Materials: 59,261.60 $
Labor: 27,316.14 $
Sub-Contract Work: 25,798.40 $
with a total of 112,376.14 $

If those are unloaded numbers, then my bid would look like this:

Materials: 59,261.60
Labor: 27,316.14
Sub-Contract work: 25,798.40
OH&P: 50,569.26
Total: 162,945.40

When you have a client who wants to see material and sub-contractors drop by 25%, that is someone who is reading some advocate's blog on how to get a better deal from contractors. How to be a GC, blah, blah, blah. No, I would never substitute inferior or lesser quality materials in lieu of specifications. Change the specs.
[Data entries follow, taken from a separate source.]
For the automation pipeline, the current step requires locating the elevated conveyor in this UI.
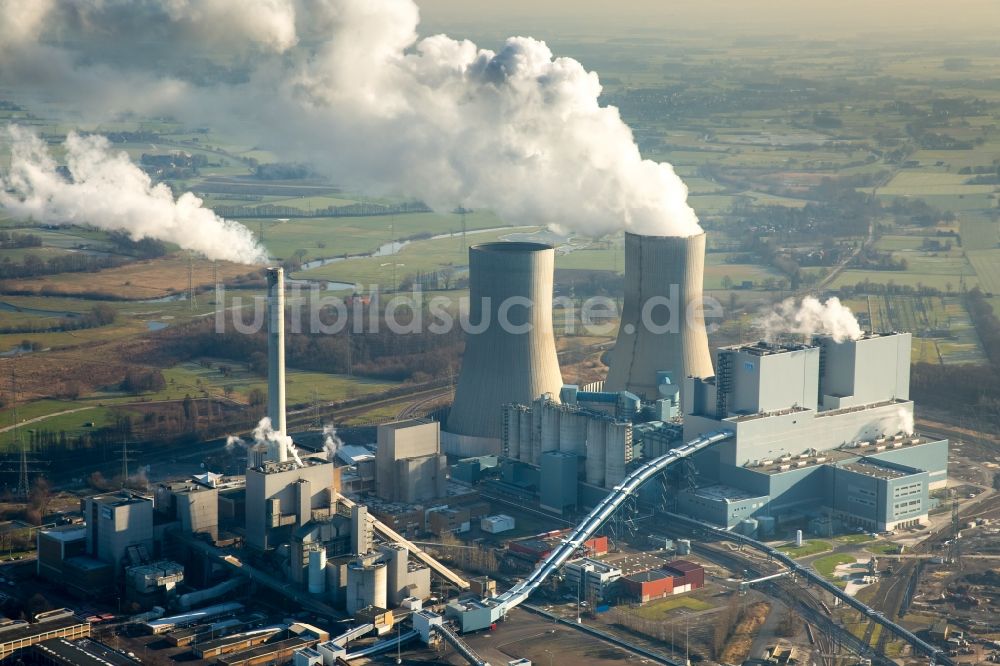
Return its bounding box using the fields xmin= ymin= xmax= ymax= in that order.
xmin=491 ymin=430 xmax=733 ymax=615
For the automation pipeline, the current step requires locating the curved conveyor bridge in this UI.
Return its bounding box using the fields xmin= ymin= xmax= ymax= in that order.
xmin=493 ymin=430 xmax=733 ymax=614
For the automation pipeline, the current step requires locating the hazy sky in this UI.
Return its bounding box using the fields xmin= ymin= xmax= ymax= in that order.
xmin=418 ymin=0 xmax=1000 ymax=37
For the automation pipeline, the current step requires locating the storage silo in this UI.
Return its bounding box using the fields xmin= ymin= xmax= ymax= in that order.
xmin=604 ymin=421 xmax=632 ymax=488
xmin=503 ymin=405 xmax=523 ymax=458
xmin=518 ymin=409 xmax=537 ymax=463
xmin=559 ymin=410 xmax=587 ymax=458
xmin=445 ymin=242 xmax=563 ymax=454
xmin=534 ymin=401 xmax=562 ymax=465
xmin=347 ymin=558 xmax=389 ymax=615
xmin=583 ymin=419 xmax=607 ymax=486
xmin=604 ymin=233 xmax=715 ymax=400
xmin=308 ymin=546 xmax=326 ymax=594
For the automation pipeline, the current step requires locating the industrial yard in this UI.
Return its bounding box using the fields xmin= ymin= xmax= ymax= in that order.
xmin=0 ymin=0 xmax=1000 ymax=666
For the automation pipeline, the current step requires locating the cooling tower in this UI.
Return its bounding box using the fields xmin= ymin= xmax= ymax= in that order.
xmin=446 ymin=243 xmax=562 ymax=446
xmin=267 ymin=268 xmax=288 ymax=462
xmin=604 ymin=233 xmax=715 ymax=400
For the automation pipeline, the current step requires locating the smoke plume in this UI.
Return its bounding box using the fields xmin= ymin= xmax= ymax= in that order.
xmin=323 ymin=425 xmax=344 ymax=462
xmin=226 ymin=416 xmax=302 ymax=467
xmin=756 ymin=296 xmax=862 ymax=342
xmin=0 ymin=127 xmax=267 ymax=264
xmin=253 ymin=416 xmax=303 ymax=467
xmin=0 ymin=0 xmax=701 ymax=236
xmin=880 ymin=407 xmax=914 ymax=435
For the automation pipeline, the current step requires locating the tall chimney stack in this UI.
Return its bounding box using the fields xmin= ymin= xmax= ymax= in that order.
xmin=604 ymin=233 xmax=715 ymax=400
xmin=267 ymin=267 xmax=288 ymax=462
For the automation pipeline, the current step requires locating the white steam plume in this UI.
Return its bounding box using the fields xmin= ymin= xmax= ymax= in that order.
xmin=323 ymin=425 xmax=344 ymax=462
xmin=253 ymin=416 xmax=303 ymax=467
xmin=880 ymin=407 xmax=914 ymax=435
xmin=0 ymin=126 xmax=267 ymax=264
xmin=0 ymin=0 xmax=701 ymax=236
xmin=756 ymin=296 xmax=862 ymax=342
xmin=226 ymin=435 xmax=250 ymax=453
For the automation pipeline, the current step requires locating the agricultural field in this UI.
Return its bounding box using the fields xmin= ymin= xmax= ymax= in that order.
xmin=0 ymin=28 xmax=1000 ymax=438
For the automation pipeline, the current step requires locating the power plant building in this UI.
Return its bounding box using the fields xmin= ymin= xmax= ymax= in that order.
xmin=442 ymin=242 xmax=563 ymax=457
xmin=678 ymin=333 xmax=948 ymax=530
xmin=83 ymin=491 xmax=153 ymax=579
xmin=375 ymin=419 xmax=448 ymax=504
xmin=246 ymin=458 xmax=336 ymax=550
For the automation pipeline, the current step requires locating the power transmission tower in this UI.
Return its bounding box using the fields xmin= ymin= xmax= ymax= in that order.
xmin=10 ymin=357 xmax=41 ymax=501
xmin=120 ymin=427 xmax=142 ymax=490
xmin=188 ymin=254 xmax=198 ymax=310
xmin=462 ymin=206 xmax=469 ymax=257
xmin=949 ymin=499 xmax=962 ymax=570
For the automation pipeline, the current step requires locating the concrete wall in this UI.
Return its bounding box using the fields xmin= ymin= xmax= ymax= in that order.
xmin=375 ymin=419 xmax=447 ymax=503
xmin=820 ymin=333 xmax=912 ymax=408
xmin=684 ymin=401 xmax=913 ymax=466
xmin=246 ymin=462 xmax=333 ymax=550
xmin=540 ymin=451 xmax=577 ymax=513
xmin=720 ymin=347 xmax=820 ymax=414
xmin=86 ymin=495 xmax=155 ymax=578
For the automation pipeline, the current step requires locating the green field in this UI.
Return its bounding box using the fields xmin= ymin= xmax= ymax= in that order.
xmin=778 ymin=539 xmax=833 ymax=559
xmin=634 ymin=596 xmax=712 ymax=620
xmin=254 ymin=209 xmax=510 ymax=261
xmin=865 ymin=541 xmax=899 ymax=555
xmin=156 ymin=359 xmax=397 ymax=407
xmin=812 ymin=553 xmax=855 ymax=580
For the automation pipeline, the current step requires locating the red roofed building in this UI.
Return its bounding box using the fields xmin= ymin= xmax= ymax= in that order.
xmin=620 ymin=560 xmax=705 ymax=604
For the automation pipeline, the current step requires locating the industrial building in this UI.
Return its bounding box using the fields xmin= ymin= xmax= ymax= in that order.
xmin=619 ymin=560 xmax=705 ymax=604
xmin=442 ymin=242 xmax=563 ymax=457
xmin=678 ymin=333 xmax=948 ymax=531
xmin=246 ymin=457 xmax=337 ymax=550
xmin=375 ymin=419 xmax=448 ymax=504
xmin=82 ymin=491 xmax=153 ymax=579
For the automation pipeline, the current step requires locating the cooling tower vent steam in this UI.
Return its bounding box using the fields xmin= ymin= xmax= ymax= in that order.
xmin=447 ymin=242 xmax=563 ymax=444
xmin=604 ymin=233 xmax=715 ymax=400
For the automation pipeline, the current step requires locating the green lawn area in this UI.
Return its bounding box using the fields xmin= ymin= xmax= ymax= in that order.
xmin=250 ymin=210 xmax=510 ymax=261
xmin=865 ymin=541 xmax=899 ymax=555
xmin=968 ymin=250 xmax=1000 ymax=294
xmin=0 ymin=400 xmax=141 ymax=449
xmin=813 ymin=553 xmax=856 ymax=579
xmin=833 ymin=533 xmax=874 ymax=544
xmin=634 ymin=596 xmax=712 ymax=620
xmin=156 ymin=359 xmax=396 ymax=406
xmin=778 ymin=539 xmax=833 ymax=558
xmin=295 ymin=229 xmax=528 ymax=287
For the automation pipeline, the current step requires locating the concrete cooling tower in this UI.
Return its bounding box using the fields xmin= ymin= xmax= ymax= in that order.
xmin=604 ymin=233 xmax=715 ymax=400
xmin=442 ymin=242 xmax=563 ymax=455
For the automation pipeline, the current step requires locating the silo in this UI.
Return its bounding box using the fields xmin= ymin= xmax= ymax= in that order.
xmin=604 ymin=421 xmax=632 ymax=488
xmin=446 ymin=242 xmax=563 ymax=441
xmin=604 ymin=233 xmax=715 ymax=400
xmin=518 ymin=410 xmax=535 ymax=463
xmin=534 ymin=402 xmax=562 ymax=465
xmin=309 ymin=547 xmax=326 ymax=594
xmin=347 ymin=558 xmax=389 ymax=615
xmin=503 ymin=405 xmax=522 ymax=458
xmin=559 ymin=410 xmax=587 ymax=458
xmin=584 ymin=419 xmax=607 ymax=486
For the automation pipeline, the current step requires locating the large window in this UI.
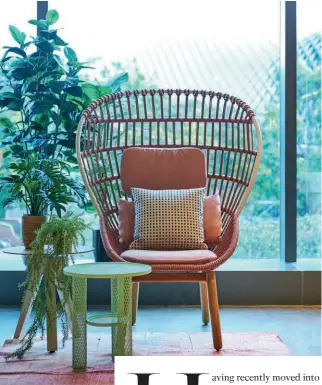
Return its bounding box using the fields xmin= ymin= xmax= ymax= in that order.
xmin=297 ymin=0 xmax=322 ymax=258
xmin=49 ymin=0 xmax=280 ymax=258
xmin=0 ymin=0 xmax=322 ymax=259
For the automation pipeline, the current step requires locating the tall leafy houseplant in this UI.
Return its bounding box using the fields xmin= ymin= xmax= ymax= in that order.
xmin=6 ymin=213 xmax=88 ymax=359
xmin=0 ymin=10 xmax=128 ymax=246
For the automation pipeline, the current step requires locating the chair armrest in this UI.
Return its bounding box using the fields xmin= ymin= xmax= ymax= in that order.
xmin=100 ymin=218 xmax=126 ymax=262
xmin=214 ymin=215 xmax=239 ymax=267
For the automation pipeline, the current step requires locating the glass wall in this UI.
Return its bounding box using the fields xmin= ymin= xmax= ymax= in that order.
xmin=49 ymin=0 xmax=280 ymax=258
xmin=297 ymin=0 xmax=322 ymax=258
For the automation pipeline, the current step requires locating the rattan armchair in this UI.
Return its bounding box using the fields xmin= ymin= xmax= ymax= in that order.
xmin=76 ymin=90 xmax=262 ymax=350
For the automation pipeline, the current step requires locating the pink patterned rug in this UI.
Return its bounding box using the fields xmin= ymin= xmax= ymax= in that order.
xmin=0 ymin=333 xmax=290 ymax=385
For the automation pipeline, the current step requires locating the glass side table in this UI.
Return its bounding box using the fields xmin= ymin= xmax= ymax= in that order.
xmin=64 ymin=262 xmax=151 ymax=371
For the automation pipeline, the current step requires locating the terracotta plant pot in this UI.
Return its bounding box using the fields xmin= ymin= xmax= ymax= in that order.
xmin=22 ymin=215 xmax=46 ymax=249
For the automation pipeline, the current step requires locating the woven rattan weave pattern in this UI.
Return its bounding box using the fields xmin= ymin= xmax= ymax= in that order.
xmin=77 ymin=90 xmax=261 ymax=270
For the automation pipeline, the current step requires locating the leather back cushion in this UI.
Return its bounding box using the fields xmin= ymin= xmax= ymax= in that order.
xmin=120 ymin=147 xmax=207 ymax=194
xmin=118 ymin=194 xmax=222 ymax=248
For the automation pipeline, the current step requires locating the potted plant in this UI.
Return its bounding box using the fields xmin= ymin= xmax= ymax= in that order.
xmin=0 ymin=153 xmax=85 ymax=249
xmin=6 ymin=212 xmax=88 ymax=359
xmin=0 ymin=10 xmax=128 ymax=247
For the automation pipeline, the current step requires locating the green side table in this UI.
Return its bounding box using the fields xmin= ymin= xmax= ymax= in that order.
xmin=64 ymin=262 xmax=151 ymax=371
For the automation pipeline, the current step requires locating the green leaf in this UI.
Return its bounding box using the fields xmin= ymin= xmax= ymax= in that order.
xmin=7 ymin=99 xmax=23 ymax=111
xmin=36 ymin=40 xmax=54 ymax=53
xmin=39 ymin=71 xmax=62 ymax=80
xmin=11 ymin=66 xmax=33 ymax=81
xmin=5 ymin=47 xmax=27 ymax=58
xmin=64 ymin=47 xmax=77 ymax=64
xmin=64 ymin=86 xmax=83 ymax=98
xmin=32 ymin=101 xmax=54 ymax=114
xmin=28 ymin=20 xmax=48 ymax=30
xmin=49 ymin=81 xmax=66 ymax=94
xmin=58 ymin=140 xmax=75 ymax=149
xmin=0 ymin=118 xmax=12 ymax=128
xmin=9 ymin=25 xmax=26 ymax=45
xmin=54 ymin=35 xmax=68 ymax=46
xmin=41 ymin=29 xmax=57 ymax=40
xmin=46 ymin=9 xmax=59 ymax=25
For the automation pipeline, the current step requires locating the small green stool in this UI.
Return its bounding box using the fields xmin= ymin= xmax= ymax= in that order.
xmin=64 ymin=262 xmax=151 ymax=372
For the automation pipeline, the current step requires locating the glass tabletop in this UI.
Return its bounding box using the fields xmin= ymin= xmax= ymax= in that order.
xmin=1 ymin=246 xmax=94 ymax=255
xmin=64 ymin=262 xmax=151 ymax=278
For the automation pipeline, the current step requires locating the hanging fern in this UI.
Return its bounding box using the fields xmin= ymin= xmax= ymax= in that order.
xmin=6 ymin=213 xmax=89 ymax=359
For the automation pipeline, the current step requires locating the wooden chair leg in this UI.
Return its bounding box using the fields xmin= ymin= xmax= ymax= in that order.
xmin=132 ymin=282 xmax=140 ymax=325
xmin=199 ymin=282 xmax=209 ymax=325
xmin=207 ymin=271 xmax=222 ymax=351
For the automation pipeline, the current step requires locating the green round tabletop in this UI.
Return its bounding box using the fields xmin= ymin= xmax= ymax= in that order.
xmin=64 ymin=262 xmax=152 ymax=278
xmin=1 ymin=246 xmax=94 ymax=255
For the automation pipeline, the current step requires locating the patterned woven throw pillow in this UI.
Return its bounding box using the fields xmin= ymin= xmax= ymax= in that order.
xmin=130 ymin=188 xmax=208 ymax=250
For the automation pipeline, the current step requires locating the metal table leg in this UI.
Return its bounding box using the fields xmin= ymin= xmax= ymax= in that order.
xmin=111 ymin=277 xmax=132 ymax=357
xmin=72 ymin=277 xmax=87 ymax=372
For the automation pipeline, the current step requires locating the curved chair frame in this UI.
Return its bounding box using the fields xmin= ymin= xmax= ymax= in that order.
xmin=76 ymin=90 xmax=262 ymax=350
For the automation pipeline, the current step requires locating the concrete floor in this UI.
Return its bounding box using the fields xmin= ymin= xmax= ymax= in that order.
xmin=0 ymin=307 xmax=321 ymax=356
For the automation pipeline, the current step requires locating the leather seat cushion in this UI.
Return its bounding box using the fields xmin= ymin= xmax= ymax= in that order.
xmin=121 ymin=250 xmax=217 ymax=265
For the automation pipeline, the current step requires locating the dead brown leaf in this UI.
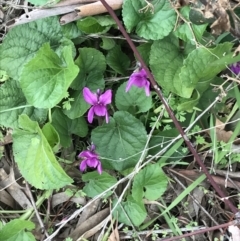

Bottom line is: she wants your work at someone else's prices. Change the scope and she gets your work at a lower total cost.


----------



## Anti-wingnut (Mar 12, 2009)

TurnkeyConst said:


> She tells me that she had 3 other estimates and that she didnt give anyone else a second chance and that they came in between 85k - 95


If that is true, then why is she giving you a second chance? You're $37K high.


----------



## TurnkeyConst (Feb 14, 2007)

Mike(VA) said:


> I'd be careful if you stick with your original bid. You said material costs were 75%? You haven't priced this job right if that is the case.
> 
> Correct me if I am wrong, but unless you have included OH&P in the numbers below, where are you making any money?
> 
> ...



The numbers that are above I did include my 10%. I have tried to show OH&P seperate before and was questioned to no end as to what it covers.....I got tired of explaining. So as far as the original estimate and final #'s they include 10% for overhead and profit. Sorry about that....i didnt really figure it up that they were @ 75%, was using the term a little sarcastically as to how much material is figured.


----------



## TurnkeyConst (Feb 14, 2007)

Anti-wingnut said:


> If that is true, then why is she giving you a second chance? You're $37K high.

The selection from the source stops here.